The meeting might be to discuss a risk issue, but I doubt the risk issue is soley in the form of unmatched trades. And if it is, there are surely much larger unseen problems lurking beneath the surface in these financial institutions.


Nicely put, Ron.

From George Ure at

Stockgate to Pop?

Some serious odors are developing around the financial industry's practice of doing naked puts and calls (as the mood suits them) with stock they don't own. And now, the Fed is calling a meeting on credit derivatives and pointing out how extreme the risk is. Some good reports are surfacing around the edges, but as we see if, the derivatives bubble, like it's kin the housing bubble, may be too big now for regulators to do anything about other than try - as Alan Greedspan is - to manage the problem so when it pops it will be after his watch is over. That way he will go into the history books without footnotes like mine that will point out that he and his cronies are the reason the second leg down of the Second Depression will be so much greater than the first - it's as usual a tale of lust and greed - and oh yeah, leverage to extremes.

Also worth seeing: The John Embry/Sprott Asset Management interview on gold.


On silver:

Hi Bill,
(Almost) unbelievable what is happening to silver today. Wish I had more spare fiat paper to get more of this criminally underpriced store of value. The brazen manipulators are handing the real thing to those wise enough to take it.

Like you, I believe the Sept. gathering of the banking vultures is presaging some event of large magnitude that may already be manifesting, albeit behind the scenes (the long expected derivative meltdown?). Market behavior is so constrained and obviously controlled, that when the dam finally breaks, at that time, it may be too late to position oneself safely. The flood waters have been held back for too long. Key words - sudden and drastic. Hopefully, the cabal will not close down markets altogether, blaming any meltdown on the pretext of some foreknown (or God forbid a false flag) exogenous, catastrophic event. Time will tell, but I sense the rats in the kitchen working overtime, cooking up some evil brew. What they have underestimated is how many of us are onto them and their wicked machinations.

Tom K


Hello Bill:
I cut this paragraph out of yesterday's Midas. If I am reading this correctly, it is saying that the LBMA is a physical gold market. This I do not understand.

"The dog days of summer, for sure. Same Gold Cartel drill, for sure. Once again, the cash market took the gold price higher in London: AM Fix $439.00 PM Fix $438.85. As repeatedly noted by many Café members, as soon as the physical market pricing is over for the day, the cabal forces take gold lower on the Comex."

Here's why:

As you can see, 16 Moz of gold pass through the LBMA every DAY. There are 312 business days in a year and that means the total gold transferred through the London "physical market" would have to be 16 Moz X 312 = 5 billion ounces, with a "b". If one says that this trade is a physical gold exchange, then one is saying that all the gold that has ever been produced passes through the LBMA yearly. I think this is rather unlikely. As you are well aware, a minimum of 1 billion of this is in the form of jewelry and art objects, and about one quarter of all the world's gold has ended up in India, where it is never re-exported. I am not splitting hairs here. I just don't think London is a physical market. I know this market is not futures, but I have never been able to determine what form of "gold" trades occur on the LBMA. Perhaps you can find out. Could this trade be in the form of churning lease contracts?????

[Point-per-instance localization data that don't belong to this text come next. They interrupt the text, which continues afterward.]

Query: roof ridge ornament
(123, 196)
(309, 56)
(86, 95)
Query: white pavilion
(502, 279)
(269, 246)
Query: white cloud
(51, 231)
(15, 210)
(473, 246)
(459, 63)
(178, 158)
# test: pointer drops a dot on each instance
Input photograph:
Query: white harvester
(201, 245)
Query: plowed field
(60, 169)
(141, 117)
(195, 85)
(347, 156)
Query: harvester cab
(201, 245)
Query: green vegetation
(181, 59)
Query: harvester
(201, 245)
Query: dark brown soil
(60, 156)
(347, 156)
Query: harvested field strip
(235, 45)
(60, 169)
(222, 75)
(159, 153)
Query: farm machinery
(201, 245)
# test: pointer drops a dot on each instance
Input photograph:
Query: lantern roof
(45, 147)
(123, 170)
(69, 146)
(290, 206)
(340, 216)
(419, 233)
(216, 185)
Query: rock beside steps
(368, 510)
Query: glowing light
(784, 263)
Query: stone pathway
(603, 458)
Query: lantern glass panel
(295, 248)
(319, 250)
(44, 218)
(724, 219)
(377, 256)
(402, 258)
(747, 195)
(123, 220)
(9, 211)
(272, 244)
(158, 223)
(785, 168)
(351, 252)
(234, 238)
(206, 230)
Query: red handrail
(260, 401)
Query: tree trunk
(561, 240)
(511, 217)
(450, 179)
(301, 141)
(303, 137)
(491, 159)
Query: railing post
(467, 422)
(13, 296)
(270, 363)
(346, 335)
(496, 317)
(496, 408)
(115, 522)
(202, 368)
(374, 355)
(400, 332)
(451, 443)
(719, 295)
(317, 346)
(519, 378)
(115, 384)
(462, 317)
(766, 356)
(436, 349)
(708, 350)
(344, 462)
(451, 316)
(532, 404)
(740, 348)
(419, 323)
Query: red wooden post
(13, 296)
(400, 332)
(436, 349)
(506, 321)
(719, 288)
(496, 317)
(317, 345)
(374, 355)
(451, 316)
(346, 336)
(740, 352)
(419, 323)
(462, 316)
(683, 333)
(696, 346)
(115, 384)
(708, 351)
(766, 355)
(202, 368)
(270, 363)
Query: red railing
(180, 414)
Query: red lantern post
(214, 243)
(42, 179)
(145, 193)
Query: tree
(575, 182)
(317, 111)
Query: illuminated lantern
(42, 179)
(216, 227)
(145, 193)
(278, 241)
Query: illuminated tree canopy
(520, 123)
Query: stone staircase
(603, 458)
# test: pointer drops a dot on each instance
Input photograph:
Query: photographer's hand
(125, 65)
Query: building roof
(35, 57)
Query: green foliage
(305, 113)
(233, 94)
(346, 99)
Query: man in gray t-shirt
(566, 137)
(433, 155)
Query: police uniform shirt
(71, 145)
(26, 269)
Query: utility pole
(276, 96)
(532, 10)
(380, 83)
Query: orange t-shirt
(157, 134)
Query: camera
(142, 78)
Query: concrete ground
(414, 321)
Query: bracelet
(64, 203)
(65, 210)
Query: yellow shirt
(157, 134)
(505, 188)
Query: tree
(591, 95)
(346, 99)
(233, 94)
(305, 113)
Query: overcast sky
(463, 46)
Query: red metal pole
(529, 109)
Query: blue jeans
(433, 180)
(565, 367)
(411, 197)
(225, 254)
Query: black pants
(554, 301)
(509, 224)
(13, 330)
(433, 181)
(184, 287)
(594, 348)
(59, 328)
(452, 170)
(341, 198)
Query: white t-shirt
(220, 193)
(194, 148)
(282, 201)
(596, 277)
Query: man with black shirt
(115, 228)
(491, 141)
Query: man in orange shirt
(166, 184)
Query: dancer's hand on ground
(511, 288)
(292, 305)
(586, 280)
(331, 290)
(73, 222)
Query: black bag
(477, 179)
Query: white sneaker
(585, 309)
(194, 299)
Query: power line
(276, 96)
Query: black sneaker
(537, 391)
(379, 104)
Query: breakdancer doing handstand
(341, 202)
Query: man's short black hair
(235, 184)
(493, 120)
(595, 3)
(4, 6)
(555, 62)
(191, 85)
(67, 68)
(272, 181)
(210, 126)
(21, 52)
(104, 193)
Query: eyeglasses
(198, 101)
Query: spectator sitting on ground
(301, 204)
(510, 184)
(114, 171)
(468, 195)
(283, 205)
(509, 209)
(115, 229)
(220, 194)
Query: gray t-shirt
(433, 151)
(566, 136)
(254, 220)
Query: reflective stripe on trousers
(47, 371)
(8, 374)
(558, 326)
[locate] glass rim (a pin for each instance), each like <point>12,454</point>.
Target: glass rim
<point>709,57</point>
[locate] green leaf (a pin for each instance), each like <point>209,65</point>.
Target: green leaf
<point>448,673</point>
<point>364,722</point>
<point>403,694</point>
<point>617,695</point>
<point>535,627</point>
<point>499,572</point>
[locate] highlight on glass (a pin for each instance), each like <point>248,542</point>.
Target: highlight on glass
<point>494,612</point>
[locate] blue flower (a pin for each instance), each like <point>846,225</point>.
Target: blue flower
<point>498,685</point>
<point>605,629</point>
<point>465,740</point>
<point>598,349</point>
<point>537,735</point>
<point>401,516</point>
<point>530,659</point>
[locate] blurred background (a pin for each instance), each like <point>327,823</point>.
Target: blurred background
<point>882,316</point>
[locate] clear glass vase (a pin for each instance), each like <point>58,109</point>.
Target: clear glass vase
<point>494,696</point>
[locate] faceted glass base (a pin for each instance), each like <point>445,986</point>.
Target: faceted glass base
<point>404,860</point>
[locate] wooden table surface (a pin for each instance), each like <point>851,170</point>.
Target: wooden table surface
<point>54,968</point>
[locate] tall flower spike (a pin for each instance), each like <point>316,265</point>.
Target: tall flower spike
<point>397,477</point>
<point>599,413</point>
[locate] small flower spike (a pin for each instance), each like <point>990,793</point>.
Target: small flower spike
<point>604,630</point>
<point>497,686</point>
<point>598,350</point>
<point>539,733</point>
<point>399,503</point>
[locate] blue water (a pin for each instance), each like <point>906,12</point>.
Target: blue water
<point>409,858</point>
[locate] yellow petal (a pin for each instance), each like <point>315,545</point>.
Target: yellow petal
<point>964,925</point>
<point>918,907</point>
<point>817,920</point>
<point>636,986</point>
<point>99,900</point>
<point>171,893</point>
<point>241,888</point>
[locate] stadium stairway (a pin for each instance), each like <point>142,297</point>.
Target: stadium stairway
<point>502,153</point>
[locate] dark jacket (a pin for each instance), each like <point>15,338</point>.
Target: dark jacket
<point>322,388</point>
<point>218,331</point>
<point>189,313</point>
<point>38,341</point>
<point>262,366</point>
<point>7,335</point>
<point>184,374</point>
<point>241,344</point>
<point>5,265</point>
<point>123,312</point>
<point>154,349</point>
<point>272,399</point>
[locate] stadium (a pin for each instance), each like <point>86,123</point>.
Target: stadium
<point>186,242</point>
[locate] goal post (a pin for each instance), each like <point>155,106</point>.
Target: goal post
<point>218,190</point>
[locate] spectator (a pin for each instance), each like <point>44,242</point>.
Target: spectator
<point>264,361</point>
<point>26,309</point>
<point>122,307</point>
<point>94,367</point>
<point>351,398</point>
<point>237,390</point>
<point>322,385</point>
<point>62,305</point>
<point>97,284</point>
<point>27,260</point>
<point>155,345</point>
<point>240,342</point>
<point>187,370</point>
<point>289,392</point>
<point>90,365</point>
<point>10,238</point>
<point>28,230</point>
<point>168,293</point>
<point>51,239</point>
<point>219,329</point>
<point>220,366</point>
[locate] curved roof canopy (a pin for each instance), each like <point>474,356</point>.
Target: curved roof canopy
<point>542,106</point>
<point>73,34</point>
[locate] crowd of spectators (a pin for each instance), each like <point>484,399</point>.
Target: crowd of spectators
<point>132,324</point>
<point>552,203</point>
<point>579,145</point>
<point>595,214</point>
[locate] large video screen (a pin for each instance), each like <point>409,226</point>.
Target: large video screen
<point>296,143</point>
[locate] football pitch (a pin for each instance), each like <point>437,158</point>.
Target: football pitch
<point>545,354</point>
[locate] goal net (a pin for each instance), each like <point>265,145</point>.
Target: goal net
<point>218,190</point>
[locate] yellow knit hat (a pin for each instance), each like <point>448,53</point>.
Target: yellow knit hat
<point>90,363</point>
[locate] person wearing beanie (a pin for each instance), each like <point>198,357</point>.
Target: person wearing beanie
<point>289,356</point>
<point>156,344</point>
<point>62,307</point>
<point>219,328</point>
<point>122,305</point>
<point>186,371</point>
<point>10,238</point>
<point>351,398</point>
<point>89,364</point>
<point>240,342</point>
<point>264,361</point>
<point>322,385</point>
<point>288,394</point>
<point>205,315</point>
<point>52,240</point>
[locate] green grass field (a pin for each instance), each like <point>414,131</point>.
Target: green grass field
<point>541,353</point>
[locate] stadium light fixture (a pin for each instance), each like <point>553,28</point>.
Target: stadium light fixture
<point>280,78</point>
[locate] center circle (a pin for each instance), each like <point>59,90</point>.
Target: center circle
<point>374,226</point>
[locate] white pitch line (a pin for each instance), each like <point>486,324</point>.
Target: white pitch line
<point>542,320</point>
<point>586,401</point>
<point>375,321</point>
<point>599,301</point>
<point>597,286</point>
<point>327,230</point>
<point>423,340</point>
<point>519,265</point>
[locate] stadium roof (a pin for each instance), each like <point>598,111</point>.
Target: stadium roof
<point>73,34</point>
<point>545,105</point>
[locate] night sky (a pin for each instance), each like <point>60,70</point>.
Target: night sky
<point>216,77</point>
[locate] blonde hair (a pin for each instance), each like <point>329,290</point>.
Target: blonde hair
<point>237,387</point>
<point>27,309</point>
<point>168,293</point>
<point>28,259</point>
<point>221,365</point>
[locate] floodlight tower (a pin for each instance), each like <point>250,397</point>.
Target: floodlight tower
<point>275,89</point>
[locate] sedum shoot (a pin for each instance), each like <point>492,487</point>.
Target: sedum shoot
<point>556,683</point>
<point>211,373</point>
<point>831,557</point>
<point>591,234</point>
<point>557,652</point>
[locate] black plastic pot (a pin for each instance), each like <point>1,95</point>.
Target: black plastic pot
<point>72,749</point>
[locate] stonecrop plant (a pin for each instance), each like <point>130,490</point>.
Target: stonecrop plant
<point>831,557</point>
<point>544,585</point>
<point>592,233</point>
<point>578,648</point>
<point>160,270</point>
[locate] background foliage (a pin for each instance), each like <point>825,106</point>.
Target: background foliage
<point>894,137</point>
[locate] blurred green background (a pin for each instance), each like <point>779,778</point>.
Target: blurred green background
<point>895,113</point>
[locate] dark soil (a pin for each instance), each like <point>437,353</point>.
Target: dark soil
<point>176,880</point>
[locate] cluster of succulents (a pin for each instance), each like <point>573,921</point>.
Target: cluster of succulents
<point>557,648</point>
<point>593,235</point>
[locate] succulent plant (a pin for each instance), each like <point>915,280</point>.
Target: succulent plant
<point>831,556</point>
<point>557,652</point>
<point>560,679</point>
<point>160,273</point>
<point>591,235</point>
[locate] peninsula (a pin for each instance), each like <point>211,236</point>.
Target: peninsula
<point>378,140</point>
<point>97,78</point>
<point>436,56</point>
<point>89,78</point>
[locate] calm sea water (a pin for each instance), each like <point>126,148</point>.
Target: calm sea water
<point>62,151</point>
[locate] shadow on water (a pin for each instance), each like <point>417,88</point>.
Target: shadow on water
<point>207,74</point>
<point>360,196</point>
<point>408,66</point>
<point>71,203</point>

The situation in silver is even worse. As you can see from the graph, silver transfers are 100 Moz per day. Times 312 business days yields a total physical trade of 31 billion ounces per year. Since total world output is 600 Moz per year, I have difficulty believing this is physical metal exchange. It gets worse.

There are only about 400 Moz of BULLION stockpiles in the entire world, tops.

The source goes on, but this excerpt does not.